Eleven years ago, for example, when my family and I moved into our house and did a fair amount of renovating, I used to see people walking past our house, craning their necks, trying to peer in our windows from the street. Man, talk about busybodies, I used to think.
These days, I find myself doing the same thing. It’s a neighborhood pastime.
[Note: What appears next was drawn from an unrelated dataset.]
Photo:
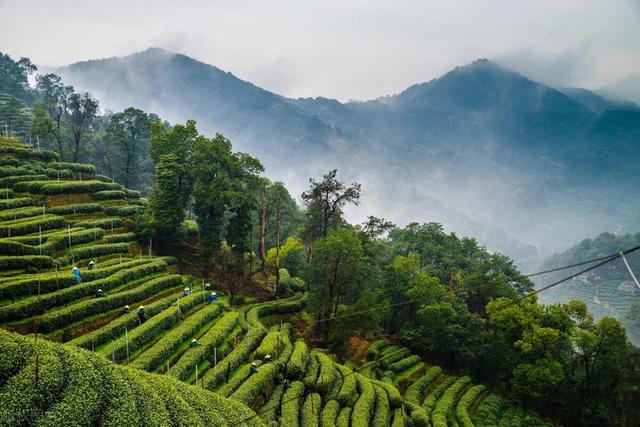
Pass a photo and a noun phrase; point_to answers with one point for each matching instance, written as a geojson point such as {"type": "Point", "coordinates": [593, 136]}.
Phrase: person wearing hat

Our neighbor, H, (who would probably kill me for using her entire first name) is always sneaking into houses that are being built or renovated in our area. Ordinarily, she’s a very polite, decorous person, but the sight of a house being worked on draws her in like a siren and and turns her brazen and shameless. She can always find an unlocked back door or window. One time, she practically forced me to go with her into a house that had been worked on for months, much to our communal dismay. (Where did the money come from? Why did they have to start pounding nails and firing up chainsaws at 7 a.m. on Saturdays? Were all those renovations going to make our own houses look shabby by comparison? Well, we knew the answer to that one: Yes.)
I went along, but felt very guilty about it, so probably won’t do it again, until H gets really pushy about the whole thing and I have to face a breaking-and-entering charge just to be collegial and neighborly.
Anyway, I guess we should be patting ourselves on the backs since property values are doubtless going up and someday our heirs will be very happy with us. But something keeps nagging at me: The swankier our neighborhoods get, aren’t they getting a whole lot less interesting?
I think back to our neighborhood in Dallas, which is now swamped with cookie-cutter McMansions. Who’s replaced the two neighbors at the end of the block — the ones who feuded because of a he-said, she-said disagreement? (She said he exposed himself to her one day in the front yard; he said she was hallucinating. They grew an enormous hedge between their houses as a monument to their mutual loathing.) Or the elderly neighbor who left a half-filled mayonnaise jar in his front yard to keep dogs away?
In our current neighborhood, we lost our most colorful character recently when he decamped to the coast. We miss him! Every morning, we could wake up and peer out the front windows. If he was wearing a shirt, then we knew the temperature was above 60 degrees outside. Who needed a thermometer, when you had the shirt alert? He also flew a flag from the country or state of the person he was currently sleeping with, so we always had a jumpstart when introductions occurred. (Oh, so you’re from Scotland? Well, isn’t that a surprise?)
Or the child molestor. We don’t miss him, but his presence had a way of keeping the neighborhood in close touch. After he went back to prison and his house was sold, then razed, we had a neighborhood party to commemorate the passage. One of us was going to bring holy water to dump on his yard, but somehow that fell through. So we just toasted his departure with some champagne, then went home.
Somehow, I’m thinking, the people who move into the Versailles knockoff just won’t be that oddball, that fascinating, that rousing to neighborhood spirit. But maybe I’m wrong. Maybe building an 8,000 square foot French-influenced house for a family of four in Central Texas is its own, new kind of quirkiness. I’m going to be walking past the house pretty often, so I’m sure I’ll find out.
(Copyright 2008 by Ruth Pennebaker)
Sometime just as interesting, or perhaps, more so, is noticing how we’ve changed in what we notice, see, etc. I like this exercise, of contrasting the same block from more than a decade ago with this post (or maybe the other way around).